If you know someone with a Costco card, they do a roll of flooring specifically for garages with a diamond pattern. A roll should be enough to do a standard single garage - can't remember exactly how much it costs though.....:wall:


----------



## B17BLG (Jun 26, 2012)

I would just paint it


----------



## cooter k (Oct 24, 2012)

Been thinking about getting mine painted.
Someone told me that it helps keep the dust away, is this true?


----------



## Shiny (Apr 23, 2007)

cooter k said:


> Been thinking about getting mine painted.
> Someone told me that it helps keep the dust away, is this true?


If you have an unpainted concrete floor, it creates dust. Just kneel down and stand up and look at the state of your knees.

Best to apply a concrete sealant first, then when that has dried, finish off with floor paint. Without the sealant, the paint doesn't bond so well and can become flaky over time.


----------



## Z4-35i (Jun 12, 2012)

cooter k said:


> Been thinking about getting mine painted.
> Someone told me that it helps keep the dust away, is this true?

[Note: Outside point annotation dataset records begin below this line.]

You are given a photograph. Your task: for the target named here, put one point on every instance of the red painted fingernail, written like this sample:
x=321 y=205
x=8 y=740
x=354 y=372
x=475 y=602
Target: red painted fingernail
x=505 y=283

Our garage concrete floor has been sealed, which stopped the dust. Thinking about either painting our tiling later in the year. The concrete floor needs smoothing off though, so I've been looking at hiring one of these to get a better finish if I go down the painting route.


----------



## 4d_dc2 (Mar 28, 2008)

I used one if them grinder things and boy they make a mess.


----------



## DJ X-Ray (Sep 2, 2012)

Hazbobsnr said:


> Thanks DJ
> 
> Has it lifted at all where tyres stand.
> 
> ...


Hi dave,no not at all mate i just sealed it first like shiny suggests which is important,and painted it,4" brush to cut in round the edge,and rolled the rest,2 coats 24hr between(oil based) and job done.I did it in the summer and left the door slightly ajar because of the smell.As long as you let it dry,and don't lay it on too thick you'll be fine.If you go to a decorators merchants you can get it in any colour you want.My uncle did his in purple! Dont ask,lol.Looks alright though
Regards


----------



## Hazbobsnr (May 31, 2010)

DJ.X-Ray said:


> Hi dave,no not at all mate i just sealed it first like shiny suggests which is important,and painted it,4" brush to cut in round the edge,and rolled the rest,2 coats 24hr between(oil based) and job done.I did it in the summer and left the door slightly ajar because of the smell.As long as you let it dry,and don't lay it on too thick you'll be fine.If you go to a decorators merchants you can get it in any colour you want.My uncle did his in purple! Dont ask,lol.Looks alright though
> Regards


To go with his disco ball and lights eh LOL

Thanks for that DJ, i will order 10 litres and go for it then in that case.

Cheers for the help guys.

Regards

Dave S


----------